La band di metal estremo del New England ESCUELA GRIND pubblicherà il nuovo album “Memory Theater” il 30 settembre su MNRK Heavy. Prodotto da Kurt Ballou, il disco – il primo per MNRK Heavy (High On Fire, Crowbar) – contiene nove tracce di musica underground tagliente e rovente che infuria e fa tutto a pezzi in egual misura. “Memory Theater” è preordinabile QUI

Oggi gli ESCUELA GRIND svelano il video della nuova canzone, “All Is Forgiven”, che il gruppo definisce “uno spaccaossa”. Diretto da Michael Jari Davidson (Alice in Chains), l’intensissimo video mescola realtà e realtà virtuale.

La band suonerà al 2022 Psycho Las Vegas festival e poi a inizio settembre intraprenderà un tour di ventitré date negli Stati Uniti con in apertura i brasiliani Test.

La musica può essere terrificante, ma lo spirito che anima gli ESCUELA GRIND è un messaggio di emancipazione. Mentre distrugge i confini musicali, il quartetto attacca l’idea di “gatekeeping” con altrettanta ferocia. Ogni volta che Katerina Economou, Jesse Fuentes (batteria), Kris Morash (chitarra) e Tom Sifuentes (basso) si riuniscono, si scatena un’apocalisse sonora. Gli ESCUELA GRIND danno vita a un nuovo mostro di hardcore metallico dai cadaveri putrefatti del grind e della power violence con esplosive percussioni e caos.
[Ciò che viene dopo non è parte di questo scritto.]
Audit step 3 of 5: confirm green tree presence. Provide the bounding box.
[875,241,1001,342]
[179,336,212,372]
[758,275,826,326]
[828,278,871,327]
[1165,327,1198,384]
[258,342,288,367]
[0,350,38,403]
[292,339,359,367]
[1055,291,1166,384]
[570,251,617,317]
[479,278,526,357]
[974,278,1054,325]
“Memory Theater”, il secondo album degli ESCUELA GRIND, è più corto di sette minuti rispetto a ‘Reign in Blood’ degli Slayer, ma con alcune canzoni che superano i tre minuti, è decisamente epico per gli standard del grindcore. Dopo la pubblicazione di diversi dischi split, una manciata di EP (tra cui “GGRRIINNDDCCOORREE” e “PPOOWWEERRVVIIOOLLEENNCCEE”, entrambi pubblicati nel 2020) e il full-length “Indoctrination”, le nove canzoni di “Memory Theater” offrono un viaggio quasi psichedelico nell’anima del genere. Il titolo dell’album fa riferimento a un concept storico specifico, la costruzione di uno “spazio” a partire dalle proprie idee, conoscenze e percezioni interne. Architetto di professione, Economou esplora la filosofia, la politica e la sperimentazione esperienziale, costruendo una sorta di struttura in mezzo alla cacofonia musicale della band.